Gravel-sized sediment has not shared in the rapid expansion of experimental sedimentology since 1960. In terms of the sedimentary structure hierarchy, it is considered that ‘rank 6’, and to a lesser extent ‘rank 5’, structures embrace the possible range of conglomerate features amenable to a laboratory study. Gravel fabric appears to be a more profitable line of inquiry in view of its common usage in paleocurrent studies, and because of the low preservation potential and/or difficulty in recognising small-scale bedforms.
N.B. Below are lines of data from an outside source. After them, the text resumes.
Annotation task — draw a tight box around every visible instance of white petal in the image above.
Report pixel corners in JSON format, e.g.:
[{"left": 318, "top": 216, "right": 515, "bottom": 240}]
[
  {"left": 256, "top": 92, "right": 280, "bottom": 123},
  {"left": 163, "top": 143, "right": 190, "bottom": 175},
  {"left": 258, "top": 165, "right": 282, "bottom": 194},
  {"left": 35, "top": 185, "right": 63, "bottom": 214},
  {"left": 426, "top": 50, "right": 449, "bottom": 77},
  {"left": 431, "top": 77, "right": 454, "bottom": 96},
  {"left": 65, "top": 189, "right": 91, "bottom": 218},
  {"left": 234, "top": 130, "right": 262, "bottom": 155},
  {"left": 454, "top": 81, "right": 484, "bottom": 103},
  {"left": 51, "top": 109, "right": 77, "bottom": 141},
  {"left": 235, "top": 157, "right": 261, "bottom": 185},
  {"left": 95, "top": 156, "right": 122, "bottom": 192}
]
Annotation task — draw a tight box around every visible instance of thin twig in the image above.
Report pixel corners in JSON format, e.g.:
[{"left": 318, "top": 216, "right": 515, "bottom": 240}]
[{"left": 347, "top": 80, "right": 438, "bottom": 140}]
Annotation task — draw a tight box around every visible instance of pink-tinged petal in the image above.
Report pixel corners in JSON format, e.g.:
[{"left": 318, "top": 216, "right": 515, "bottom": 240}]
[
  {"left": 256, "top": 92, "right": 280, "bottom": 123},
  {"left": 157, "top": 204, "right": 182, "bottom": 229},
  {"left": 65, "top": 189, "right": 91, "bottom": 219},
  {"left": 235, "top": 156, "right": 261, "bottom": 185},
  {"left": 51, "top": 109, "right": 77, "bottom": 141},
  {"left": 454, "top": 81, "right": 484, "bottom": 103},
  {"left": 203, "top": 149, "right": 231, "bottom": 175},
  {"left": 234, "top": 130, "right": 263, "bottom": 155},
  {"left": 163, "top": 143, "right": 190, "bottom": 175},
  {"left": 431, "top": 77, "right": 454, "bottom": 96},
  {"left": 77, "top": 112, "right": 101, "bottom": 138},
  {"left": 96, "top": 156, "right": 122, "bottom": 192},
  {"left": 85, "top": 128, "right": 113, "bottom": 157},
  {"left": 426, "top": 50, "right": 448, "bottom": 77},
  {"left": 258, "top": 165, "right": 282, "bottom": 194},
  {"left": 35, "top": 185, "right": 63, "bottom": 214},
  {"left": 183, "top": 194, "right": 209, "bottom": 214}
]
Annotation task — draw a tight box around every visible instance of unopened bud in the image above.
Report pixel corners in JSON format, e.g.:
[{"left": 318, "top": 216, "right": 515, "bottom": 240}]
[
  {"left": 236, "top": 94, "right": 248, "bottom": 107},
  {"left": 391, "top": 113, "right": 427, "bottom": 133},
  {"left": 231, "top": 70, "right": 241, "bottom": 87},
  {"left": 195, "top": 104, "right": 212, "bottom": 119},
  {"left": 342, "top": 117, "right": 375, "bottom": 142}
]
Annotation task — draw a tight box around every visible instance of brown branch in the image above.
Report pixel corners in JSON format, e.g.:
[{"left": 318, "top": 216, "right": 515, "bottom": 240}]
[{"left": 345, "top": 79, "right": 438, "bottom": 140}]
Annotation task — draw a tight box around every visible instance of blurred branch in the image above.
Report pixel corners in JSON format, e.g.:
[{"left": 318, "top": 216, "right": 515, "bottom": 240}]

The laboratory flows were steady-state and spanned the lower- and upper-flow regimes. Clasts isolated on a sandbed undergo combined rotation and translation in response to current-crescent scour. In general, motion is dependent both on the degree of form roughness associated with migrating sand bedforms as well as on the geometric properties of the clasts. Imbrication to moderate angles and current-normal orientation are the dominant responses. Optimum stability of imbricated clasts is attained at the regime transition where flows best approach a steady and two-dimensional character, and is described by a simple power function of projection area versus nominal diameter. The ellipsoidal tendency of the clasts was utilised in the calculation of projection areas.

Since the sandbed co-existing with gravel deposition would likely be in the transition or upper-flow regime, where a stable clast configuration is rapidly attained in response to vigorous current-crescent scour, it follows that the ‘equilibrium area’ concept is a potentially useful tool for the investigation of matrix-supported gravels.